BofAML reported that the global stocks had the largest capital flow since the elections in the United States. The strategists at Bank of America Merrill Lynch (BofAML), led by Michael Hartnett, declared that the global stocks saw the biggest capital inflows of last 30 weeks with a number of $ 24.6 billion in the week ending June 14. They stated that the US stock funds had the largest investment of 26 weeks.
Exchange-traded funds were reported to be the big winners with a $ 26.3 billion capital flow versus a capital outflow of $ 1.7 billion from stock investment funds.
On the other hand, the developing market capitalization entered into the 13th week of capital inflows, while capital flows to European stocks reached the 12th consecutive week. In Japan, the first stock fund flow was observed in the last three weeks.
Capital flows into the markets have turned to small-scale stocks and financial sentiment from the beginning of the year.

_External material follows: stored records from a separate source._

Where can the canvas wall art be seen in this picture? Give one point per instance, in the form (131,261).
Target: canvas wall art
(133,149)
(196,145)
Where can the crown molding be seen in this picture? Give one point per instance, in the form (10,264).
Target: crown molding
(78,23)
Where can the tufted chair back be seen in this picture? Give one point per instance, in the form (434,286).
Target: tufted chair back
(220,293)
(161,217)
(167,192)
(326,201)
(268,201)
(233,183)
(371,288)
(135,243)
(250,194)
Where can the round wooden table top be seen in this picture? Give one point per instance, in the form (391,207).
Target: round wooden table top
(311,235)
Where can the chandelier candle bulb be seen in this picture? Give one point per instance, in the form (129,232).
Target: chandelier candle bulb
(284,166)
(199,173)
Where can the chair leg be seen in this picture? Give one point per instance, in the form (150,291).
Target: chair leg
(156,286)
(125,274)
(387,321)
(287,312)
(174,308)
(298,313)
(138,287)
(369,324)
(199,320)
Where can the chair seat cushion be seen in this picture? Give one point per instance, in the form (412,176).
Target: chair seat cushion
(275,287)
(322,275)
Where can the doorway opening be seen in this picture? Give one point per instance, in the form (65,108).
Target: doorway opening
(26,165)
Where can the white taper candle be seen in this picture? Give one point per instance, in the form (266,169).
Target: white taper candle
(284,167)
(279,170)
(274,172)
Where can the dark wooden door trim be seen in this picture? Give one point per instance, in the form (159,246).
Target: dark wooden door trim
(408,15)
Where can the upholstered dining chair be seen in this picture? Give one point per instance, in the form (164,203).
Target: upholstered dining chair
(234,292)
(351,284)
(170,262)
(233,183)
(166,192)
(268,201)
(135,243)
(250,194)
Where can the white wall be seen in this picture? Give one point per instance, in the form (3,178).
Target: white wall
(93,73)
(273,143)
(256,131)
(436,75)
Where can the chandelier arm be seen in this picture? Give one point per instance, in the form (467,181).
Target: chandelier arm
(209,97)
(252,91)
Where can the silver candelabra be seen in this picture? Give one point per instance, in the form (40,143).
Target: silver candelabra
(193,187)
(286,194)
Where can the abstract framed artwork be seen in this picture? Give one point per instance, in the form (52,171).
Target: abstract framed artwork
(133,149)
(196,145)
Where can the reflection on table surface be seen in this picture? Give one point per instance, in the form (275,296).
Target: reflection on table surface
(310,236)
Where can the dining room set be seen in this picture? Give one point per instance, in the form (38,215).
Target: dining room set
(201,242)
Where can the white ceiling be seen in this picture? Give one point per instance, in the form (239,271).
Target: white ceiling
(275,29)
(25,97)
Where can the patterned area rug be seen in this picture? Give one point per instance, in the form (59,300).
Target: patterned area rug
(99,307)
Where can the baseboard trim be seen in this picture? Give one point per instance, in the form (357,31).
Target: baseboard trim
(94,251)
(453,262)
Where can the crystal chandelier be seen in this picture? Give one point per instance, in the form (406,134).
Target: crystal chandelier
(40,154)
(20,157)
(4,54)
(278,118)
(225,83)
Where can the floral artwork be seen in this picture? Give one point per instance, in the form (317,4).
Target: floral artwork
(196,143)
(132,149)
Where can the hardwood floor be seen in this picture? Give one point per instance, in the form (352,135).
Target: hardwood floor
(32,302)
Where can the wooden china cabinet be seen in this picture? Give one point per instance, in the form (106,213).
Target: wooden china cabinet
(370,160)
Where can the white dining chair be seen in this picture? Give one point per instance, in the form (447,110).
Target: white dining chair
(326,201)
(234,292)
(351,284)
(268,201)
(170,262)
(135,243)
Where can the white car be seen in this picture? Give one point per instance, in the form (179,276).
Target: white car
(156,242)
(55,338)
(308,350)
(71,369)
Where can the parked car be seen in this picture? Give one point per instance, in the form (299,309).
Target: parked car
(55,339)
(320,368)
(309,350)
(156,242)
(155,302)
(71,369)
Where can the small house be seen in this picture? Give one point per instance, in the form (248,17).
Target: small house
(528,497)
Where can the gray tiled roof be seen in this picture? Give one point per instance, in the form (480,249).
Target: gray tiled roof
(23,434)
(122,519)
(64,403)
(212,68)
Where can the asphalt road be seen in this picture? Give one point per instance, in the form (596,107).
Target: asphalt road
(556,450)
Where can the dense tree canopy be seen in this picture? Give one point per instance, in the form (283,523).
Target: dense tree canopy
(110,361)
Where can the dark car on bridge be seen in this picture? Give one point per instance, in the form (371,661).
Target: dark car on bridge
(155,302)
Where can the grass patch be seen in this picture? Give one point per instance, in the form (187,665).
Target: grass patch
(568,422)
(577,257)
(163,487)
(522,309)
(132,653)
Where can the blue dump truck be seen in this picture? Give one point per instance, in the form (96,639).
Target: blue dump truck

If we look at the sectoral basis, there have been capital flows to finance, consumer, health, utilities, infrastructure, technology and energy shares, and capital outflows from real estate and material shares. Although the huge sales wave of technology stocks occurred at the same time as the flow of capital flows to the sector, they did not compensate each other.
European stocks rose after a two-day downturn with a broad rally. The carmakers have risen after robust sales data.
The Stoxx Europe 600 Index rose 0.5 percent while all industry groups moved upwards. The carmakers have widened their profits after the demonstration of a data showing that car sales in Europe rose again in May. The improved economic outlook and political stability in France supported the sector’s recovery.
The Stoxx Europe 600 Index managed to lose 0.6 percent during the week despite its gains.